Comment le hoodie est devenu un vêtement politique

histoire du sweat a capuche
Autrefois pièce iconique d'une jeunesse alternative, le hoodie s'affirme aux États-Unis comme le symbole des disparités raciales.

L’affiche est visible dans le métro, sur les bus, placardée dans les espaces d’affichage légaux. Dessus, on voit le portrait serré de la jeune actrice américaine Amandla Steinberg, portant un hoodie (sweat à capuche)bordeaux. Et puis ce titre en lettres capitales : THE HATE U GIVE (La haine qu'on donne, ndlr). Adapté du best-seller écrit par Angie Thomas, le film relate l’histoire de Starr, une lycéenne noire, qui après avoir assisté à la mort de son ami d’enfance lors d’un contrôle de police, remet en question son identité et sa vision du monde.
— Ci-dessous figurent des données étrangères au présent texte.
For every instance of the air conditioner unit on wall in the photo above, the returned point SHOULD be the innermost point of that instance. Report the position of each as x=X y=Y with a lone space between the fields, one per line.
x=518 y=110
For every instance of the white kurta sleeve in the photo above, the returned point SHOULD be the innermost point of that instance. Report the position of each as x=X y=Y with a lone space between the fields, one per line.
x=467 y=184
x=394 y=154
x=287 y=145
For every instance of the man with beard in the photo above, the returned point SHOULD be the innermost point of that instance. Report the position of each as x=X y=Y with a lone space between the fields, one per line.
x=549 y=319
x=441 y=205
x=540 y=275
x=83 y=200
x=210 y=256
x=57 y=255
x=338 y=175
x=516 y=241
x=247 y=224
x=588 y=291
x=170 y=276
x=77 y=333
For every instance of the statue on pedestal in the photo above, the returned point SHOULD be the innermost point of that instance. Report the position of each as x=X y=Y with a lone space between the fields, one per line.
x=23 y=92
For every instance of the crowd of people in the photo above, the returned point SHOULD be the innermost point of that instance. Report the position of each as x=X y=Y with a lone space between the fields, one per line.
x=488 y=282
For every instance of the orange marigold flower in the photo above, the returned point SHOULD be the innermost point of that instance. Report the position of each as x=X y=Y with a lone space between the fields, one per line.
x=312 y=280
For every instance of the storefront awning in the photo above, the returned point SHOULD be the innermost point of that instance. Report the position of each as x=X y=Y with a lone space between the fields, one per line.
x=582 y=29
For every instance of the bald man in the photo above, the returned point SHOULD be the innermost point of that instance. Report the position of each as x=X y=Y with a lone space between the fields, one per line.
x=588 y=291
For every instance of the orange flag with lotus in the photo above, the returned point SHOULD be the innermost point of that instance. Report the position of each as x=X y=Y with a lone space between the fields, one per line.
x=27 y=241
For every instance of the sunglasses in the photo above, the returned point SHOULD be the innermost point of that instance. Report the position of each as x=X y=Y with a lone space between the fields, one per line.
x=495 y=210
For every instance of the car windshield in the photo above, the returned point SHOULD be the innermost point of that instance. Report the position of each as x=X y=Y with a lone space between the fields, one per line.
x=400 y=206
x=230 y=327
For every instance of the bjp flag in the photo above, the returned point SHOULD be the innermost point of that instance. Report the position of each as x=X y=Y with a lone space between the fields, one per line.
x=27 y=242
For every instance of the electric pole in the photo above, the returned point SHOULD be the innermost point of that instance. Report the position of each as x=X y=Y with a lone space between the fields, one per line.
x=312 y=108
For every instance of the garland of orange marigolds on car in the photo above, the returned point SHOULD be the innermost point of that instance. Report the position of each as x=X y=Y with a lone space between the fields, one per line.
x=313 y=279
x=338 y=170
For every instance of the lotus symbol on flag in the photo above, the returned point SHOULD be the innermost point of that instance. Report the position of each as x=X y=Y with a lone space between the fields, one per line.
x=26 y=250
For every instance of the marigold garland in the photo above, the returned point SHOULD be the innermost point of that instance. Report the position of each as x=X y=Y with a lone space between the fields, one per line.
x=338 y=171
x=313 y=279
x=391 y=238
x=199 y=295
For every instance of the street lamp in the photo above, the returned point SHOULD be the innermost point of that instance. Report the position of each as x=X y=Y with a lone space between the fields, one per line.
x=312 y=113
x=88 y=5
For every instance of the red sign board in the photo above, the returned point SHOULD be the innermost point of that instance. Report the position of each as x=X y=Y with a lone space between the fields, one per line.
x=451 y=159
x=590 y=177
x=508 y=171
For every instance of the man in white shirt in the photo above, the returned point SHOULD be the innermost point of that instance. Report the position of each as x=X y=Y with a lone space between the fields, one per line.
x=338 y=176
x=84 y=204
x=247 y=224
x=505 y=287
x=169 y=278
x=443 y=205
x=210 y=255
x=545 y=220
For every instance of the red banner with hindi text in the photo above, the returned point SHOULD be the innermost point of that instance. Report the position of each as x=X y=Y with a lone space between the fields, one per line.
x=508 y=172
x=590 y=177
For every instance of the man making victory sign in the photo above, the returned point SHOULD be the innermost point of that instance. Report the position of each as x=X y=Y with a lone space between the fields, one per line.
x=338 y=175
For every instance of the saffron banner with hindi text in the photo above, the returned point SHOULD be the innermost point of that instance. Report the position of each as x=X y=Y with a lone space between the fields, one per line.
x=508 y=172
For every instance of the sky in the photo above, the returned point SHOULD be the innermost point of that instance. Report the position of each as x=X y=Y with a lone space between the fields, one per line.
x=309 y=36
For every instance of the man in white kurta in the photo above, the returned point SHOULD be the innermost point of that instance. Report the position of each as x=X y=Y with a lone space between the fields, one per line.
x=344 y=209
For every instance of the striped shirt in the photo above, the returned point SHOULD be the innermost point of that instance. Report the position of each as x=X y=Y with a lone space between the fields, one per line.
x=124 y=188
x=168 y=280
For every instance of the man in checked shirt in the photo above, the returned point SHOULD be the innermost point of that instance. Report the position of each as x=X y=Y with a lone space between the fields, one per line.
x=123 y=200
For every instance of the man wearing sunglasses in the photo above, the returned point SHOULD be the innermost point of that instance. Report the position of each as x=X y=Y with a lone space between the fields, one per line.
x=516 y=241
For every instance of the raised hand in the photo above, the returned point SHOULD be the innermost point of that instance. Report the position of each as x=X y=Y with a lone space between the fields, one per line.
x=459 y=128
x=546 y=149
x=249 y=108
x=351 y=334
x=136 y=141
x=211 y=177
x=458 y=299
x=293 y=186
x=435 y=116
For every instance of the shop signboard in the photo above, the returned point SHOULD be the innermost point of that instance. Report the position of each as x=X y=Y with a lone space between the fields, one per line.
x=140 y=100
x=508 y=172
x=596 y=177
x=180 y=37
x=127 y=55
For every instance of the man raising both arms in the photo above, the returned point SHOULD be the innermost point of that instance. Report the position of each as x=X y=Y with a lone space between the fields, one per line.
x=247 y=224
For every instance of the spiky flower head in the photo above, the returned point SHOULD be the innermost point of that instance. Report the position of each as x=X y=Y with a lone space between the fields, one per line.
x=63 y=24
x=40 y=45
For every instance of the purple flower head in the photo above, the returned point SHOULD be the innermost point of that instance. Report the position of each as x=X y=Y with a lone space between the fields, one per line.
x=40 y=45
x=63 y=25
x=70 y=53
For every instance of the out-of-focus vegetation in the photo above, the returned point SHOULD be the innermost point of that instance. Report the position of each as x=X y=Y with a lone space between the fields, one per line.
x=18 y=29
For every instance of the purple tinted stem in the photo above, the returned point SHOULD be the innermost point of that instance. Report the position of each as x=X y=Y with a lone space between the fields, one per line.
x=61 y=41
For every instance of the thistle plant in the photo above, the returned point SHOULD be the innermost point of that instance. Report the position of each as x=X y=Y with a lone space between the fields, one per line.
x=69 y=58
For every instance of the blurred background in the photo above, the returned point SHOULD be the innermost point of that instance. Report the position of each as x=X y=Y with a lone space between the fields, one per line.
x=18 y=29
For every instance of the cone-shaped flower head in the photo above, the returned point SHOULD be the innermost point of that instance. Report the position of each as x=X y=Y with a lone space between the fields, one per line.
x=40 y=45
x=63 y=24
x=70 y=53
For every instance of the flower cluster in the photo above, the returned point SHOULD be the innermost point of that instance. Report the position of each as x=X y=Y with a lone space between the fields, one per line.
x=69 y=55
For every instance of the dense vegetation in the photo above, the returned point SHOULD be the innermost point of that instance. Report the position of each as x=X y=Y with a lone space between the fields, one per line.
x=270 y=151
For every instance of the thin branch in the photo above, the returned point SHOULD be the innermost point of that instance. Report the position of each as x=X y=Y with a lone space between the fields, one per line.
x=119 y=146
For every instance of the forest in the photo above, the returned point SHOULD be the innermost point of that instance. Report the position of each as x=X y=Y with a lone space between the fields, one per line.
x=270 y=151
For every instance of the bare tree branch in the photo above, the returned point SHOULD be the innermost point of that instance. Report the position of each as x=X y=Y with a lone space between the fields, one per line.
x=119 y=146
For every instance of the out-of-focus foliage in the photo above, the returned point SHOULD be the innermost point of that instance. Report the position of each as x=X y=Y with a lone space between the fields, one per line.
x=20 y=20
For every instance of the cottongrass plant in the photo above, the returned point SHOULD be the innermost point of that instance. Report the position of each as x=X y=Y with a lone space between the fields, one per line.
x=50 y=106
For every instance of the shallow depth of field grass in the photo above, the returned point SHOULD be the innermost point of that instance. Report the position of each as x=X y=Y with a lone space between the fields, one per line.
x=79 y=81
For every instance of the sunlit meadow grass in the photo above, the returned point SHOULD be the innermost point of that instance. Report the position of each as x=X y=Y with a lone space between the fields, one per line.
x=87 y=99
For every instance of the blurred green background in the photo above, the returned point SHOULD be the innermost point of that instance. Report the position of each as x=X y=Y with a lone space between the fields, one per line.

On le sait, la mode est l'une des manières d’exprimer qui l’on est. Elle est souvent un prolongement de ce qui se trame à l'intérieur, un miroir de l’identité que l'on veut montrer au monde. Pour Starr, pourtant, difficile de se situer. D’un côté il y a sa vie de famille dans un quartier noir américain où sévissent les guerres de gangs. De l’autre, sa vie au lycée, ses parents ayant décidé de l’envoyer dans un établissement privé situé dans un quartier blanc favorisé. Sa vie est alors séparée en deux parties et on le ressent d’un point de vue vestimentaire. Au lycée, uniforme obligatoire. Au quartier, un hoodie. Pourtant, dès les débuts du film, on observe certains de ses camarades de lycée bien nés porter ce même vêtement. Alors pourquoi cette différenciation de la part de Starr ? Pour le comprendre, il faut se pencher sur l'évolution du sens de ce vêtement.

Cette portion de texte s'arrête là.